La ministra de Economía de Alemania, Katherina Reiche, declaró este viernes la necesidad de reorientar la mayor economía de Europa hacia “nuevos motores de crecimiento”, en medio de crecientes desafíos económicos derivados de la desaceleración de la demanda global y la transición energética.
Durante una conferencia en Berlín, la titular subrayó que sectores tradicionales enfrentan limitaciones estructurales y que la economía alemana debe apostar por innovación en tecnologías digitales, energías renovables y políticas industriales que fortalezcan su competitividad en un entorno global cada vez más competitivo.
La funcionaria destacó que el crecimiento económico europeo continúa siendo moderado, impulsado por inversión y consumo interno, aunque persisten riesgos vinculados a la volatilidad de los mercados energéticos y a las tensiones geopolíticas que impactan el suministro y los costos de materias primas.

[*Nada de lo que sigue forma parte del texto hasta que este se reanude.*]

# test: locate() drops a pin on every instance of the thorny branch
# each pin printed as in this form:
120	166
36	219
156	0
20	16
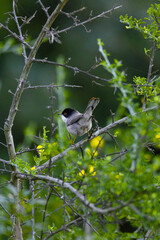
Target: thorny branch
80	196
17	96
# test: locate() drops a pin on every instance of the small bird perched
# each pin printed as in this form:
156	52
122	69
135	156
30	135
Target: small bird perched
79	123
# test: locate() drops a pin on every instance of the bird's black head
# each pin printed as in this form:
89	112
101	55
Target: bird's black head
67	112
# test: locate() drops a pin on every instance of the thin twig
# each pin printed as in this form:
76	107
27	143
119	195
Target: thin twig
44	8
101	15
19	29
52	86
74	69
80	143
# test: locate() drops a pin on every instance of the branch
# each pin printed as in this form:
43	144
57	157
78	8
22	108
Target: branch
15	36
52	86
101	15
74	191
80	143
74	69
22	81
19	29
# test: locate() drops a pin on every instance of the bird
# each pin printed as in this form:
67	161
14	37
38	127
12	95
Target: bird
77	123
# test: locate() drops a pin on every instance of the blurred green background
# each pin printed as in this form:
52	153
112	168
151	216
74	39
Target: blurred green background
81	47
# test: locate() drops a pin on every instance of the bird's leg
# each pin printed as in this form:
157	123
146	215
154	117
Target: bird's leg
74	140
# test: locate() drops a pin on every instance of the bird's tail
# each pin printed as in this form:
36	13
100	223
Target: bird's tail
91	106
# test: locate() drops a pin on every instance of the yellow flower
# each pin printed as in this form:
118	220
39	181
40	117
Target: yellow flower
97	142
82	173
33	168
40	149
92	171
90	153
119	176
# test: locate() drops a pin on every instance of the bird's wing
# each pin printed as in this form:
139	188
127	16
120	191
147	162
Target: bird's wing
74	119
91	106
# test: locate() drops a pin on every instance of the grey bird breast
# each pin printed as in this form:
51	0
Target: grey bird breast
79	125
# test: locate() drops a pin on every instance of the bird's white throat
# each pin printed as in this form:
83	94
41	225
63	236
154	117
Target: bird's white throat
64	118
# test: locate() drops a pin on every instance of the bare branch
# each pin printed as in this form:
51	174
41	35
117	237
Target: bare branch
101	15
15	36
74	69
19	29
44	8
52	86
81	197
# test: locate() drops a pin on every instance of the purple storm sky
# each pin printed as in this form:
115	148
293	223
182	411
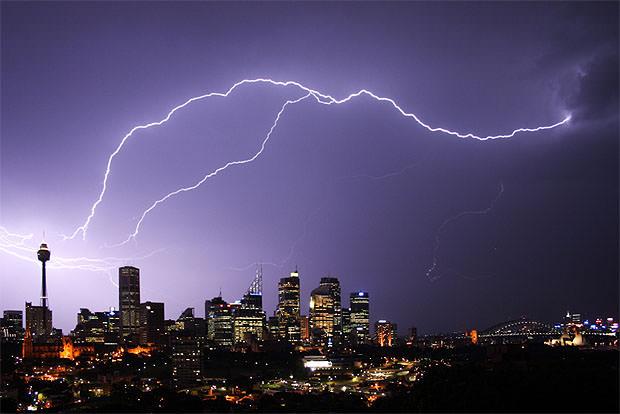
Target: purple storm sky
353	190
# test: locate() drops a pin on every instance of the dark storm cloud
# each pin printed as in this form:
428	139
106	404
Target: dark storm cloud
593	95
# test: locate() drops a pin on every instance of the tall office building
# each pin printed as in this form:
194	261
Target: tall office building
288	314
385	333
152	329
333	285
187	342
346	324
96	327
359	305
219	321
39	318
129	301
38	321
326	312
321	314
249	318
12	325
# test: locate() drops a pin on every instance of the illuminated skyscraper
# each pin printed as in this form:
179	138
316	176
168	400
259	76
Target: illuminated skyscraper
152	328
187	342
333	284
129	301
249	318
38	321
359	305
12	325
385	332
219	320
288	308
326	312
321	314
39	318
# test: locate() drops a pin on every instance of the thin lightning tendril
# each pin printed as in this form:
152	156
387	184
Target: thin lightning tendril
213	173
432	269
14	245
320	98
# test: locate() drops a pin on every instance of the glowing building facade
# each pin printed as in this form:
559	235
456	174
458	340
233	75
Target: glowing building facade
359	311
152	327
385	333
289	328
129	301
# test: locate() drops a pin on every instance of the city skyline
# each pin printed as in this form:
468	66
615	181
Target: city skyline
446	233
326	313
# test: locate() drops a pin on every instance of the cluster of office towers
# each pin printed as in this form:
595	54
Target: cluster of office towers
244	322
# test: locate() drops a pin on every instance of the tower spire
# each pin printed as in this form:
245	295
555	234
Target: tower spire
256	287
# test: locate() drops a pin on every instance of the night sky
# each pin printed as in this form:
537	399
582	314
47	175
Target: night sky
355	191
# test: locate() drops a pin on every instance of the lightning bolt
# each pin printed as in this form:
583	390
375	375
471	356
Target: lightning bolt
15	245
440	230
319	97
291	251
215	172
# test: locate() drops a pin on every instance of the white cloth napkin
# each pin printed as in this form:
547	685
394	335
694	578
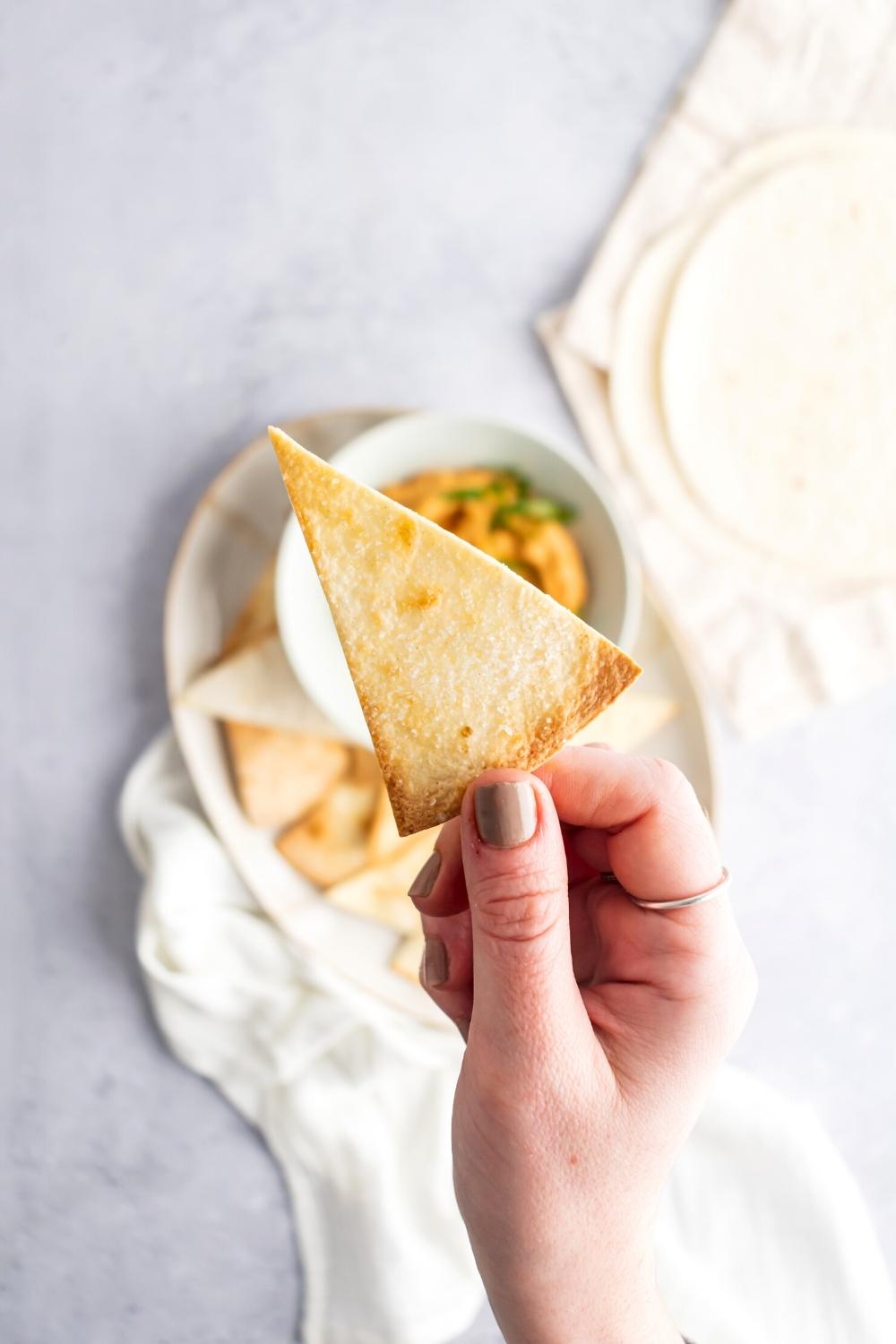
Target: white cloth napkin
762	1236
772	644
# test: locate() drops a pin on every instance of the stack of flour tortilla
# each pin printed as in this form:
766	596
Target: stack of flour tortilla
731	359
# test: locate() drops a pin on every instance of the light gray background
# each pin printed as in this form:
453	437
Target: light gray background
220	214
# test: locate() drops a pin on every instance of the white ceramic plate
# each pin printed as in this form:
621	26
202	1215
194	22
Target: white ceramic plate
410	444
233	532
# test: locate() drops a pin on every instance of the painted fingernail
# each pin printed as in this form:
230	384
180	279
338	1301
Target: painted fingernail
435	962
425	879
505	814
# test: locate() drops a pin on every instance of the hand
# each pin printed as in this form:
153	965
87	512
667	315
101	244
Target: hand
594	1029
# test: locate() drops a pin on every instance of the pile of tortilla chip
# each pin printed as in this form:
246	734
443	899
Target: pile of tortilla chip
324	798
528	680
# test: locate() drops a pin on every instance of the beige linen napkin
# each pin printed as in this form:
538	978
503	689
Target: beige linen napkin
772	644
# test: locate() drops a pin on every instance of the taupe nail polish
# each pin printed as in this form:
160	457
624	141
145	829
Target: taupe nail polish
505	814
435	962
425	879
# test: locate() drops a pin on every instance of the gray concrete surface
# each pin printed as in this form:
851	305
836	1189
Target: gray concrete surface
218	214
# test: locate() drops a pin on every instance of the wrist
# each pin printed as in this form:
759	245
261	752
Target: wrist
591	1305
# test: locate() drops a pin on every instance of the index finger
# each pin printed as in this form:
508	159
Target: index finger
657	838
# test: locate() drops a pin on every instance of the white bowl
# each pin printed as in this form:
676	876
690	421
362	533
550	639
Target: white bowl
403	446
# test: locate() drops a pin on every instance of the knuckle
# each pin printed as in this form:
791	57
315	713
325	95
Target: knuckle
517	909
668	779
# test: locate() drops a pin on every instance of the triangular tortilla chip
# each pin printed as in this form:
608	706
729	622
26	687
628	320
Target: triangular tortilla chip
331	841
257	685
629	722
383	836
379	892
279	774
258	615
458	663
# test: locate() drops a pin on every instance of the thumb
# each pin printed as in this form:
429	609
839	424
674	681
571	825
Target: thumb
516	882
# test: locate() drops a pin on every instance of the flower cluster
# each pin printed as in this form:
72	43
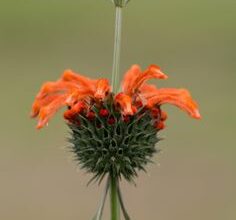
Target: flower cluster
112	133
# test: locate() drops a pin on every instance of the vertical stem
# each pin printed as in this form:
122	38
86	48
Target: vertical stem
103	199
114	199
117	49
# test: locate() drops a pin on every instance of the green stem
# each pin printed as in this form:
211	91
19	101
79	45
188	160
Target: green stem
125	213
103	199
114	199
117	49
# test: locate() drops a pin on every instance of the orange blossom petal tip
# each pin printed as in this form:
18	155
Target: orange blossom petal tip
157	70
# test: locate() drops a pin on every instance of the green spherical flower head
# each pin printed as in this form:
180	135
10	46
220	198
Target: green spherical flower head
105	141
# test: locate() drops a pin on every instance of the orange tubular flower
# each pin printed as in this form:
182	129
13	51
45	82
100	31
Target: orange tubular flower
69	90
112	133
79	94
134	84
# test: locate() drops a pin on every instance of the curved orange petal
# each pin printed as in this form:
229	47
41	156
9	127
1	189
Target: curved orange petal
48	111
55	87
77	95
75	109
125	103
70	76
102	89
131	75
152	72
178	97
135	78
39	103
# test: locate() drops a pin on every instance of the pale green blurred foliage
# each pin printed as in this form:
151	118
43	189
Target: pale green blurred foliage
193	42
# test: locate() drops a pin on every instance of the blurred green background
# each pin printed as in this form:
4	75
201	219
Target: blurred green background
195	44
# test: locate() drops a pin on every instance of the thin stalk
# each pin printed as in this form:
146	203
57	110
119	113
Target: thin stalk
117	49
114	199
103	200
125	213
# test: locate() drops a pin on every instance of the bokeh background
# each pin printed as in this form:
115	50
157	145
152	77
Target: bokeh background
193	41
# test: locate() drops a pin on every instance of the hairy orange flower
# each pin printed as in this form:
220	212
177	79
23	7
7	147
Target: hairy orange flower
79	93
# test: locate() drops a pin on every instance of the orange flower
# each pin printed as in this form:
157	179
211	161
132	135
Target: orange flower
69	90
134	84
80	93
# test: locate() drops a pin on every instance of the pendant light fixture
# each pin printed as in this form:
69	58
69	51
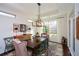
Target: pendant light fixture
39	22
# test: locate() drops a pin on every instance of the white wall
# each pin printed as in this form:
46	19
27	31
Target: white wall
61	28
76	40
6	28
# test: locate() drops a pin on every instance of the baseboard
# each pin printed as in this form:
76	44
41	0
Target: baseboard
3	54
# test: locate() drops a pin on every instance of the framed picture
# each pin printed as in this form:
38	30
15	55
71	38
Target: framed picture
22	28
16	27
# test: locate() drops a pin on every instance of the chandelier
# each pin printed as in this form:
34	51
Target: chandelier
38	22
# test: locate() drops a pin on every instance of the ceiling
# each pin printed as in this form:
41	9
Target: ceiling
29	10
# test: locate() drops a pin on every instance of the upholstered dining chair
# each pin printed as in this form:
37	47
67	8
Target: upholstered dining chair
20	48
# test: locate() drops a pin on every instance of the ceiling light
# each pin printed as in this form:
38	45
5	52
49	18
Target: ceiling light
30	21
7	14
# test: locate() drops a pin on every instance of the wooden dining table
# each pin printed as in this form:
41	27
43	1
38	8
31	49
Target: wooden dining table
39	47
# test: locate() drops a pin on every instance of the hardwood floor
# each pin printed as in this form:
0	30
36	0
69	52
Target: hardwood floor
66	51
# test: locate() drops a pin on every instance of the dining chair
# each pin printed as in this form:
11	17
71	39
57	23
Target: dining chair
20	48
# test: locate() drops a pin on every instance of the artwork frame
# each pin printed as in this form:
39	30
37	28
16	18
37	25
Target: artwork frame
16	27
22	28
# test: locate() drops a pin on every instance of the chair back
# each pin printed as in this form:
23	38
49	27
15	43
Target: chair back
20	47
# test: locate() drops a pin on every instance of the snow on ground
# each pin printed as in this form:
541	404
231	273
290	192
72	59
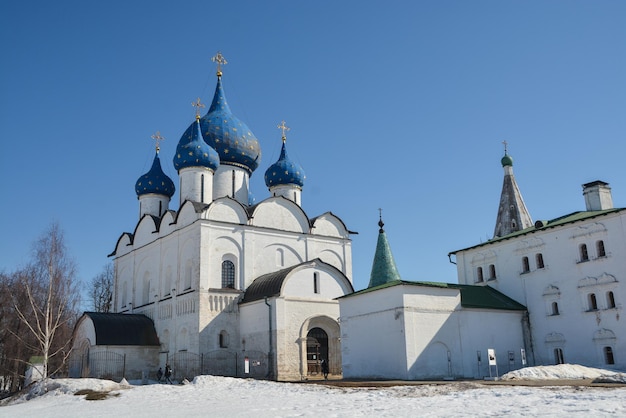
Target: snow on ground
231	397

Expertos consultados por medios internacionales valoran el llamado oficial como un reconocimiento a las limitaciones de los modelos de crecimiento basados en la industria pesada tradicional, y señalan que un enfoque hacia sectores de alto valor añadido podría atraer inversión extranjera y mejorar las perspectivas de empleo.
La declaración se produce en un contexto de ajustes económicos en varias naciones del bloque europeo, que buscan equilibrar presiones inflacionarias, mantener la estabilidad de sus sistemas productivos y acelerar la transición hacia fuentes de energía más limpias.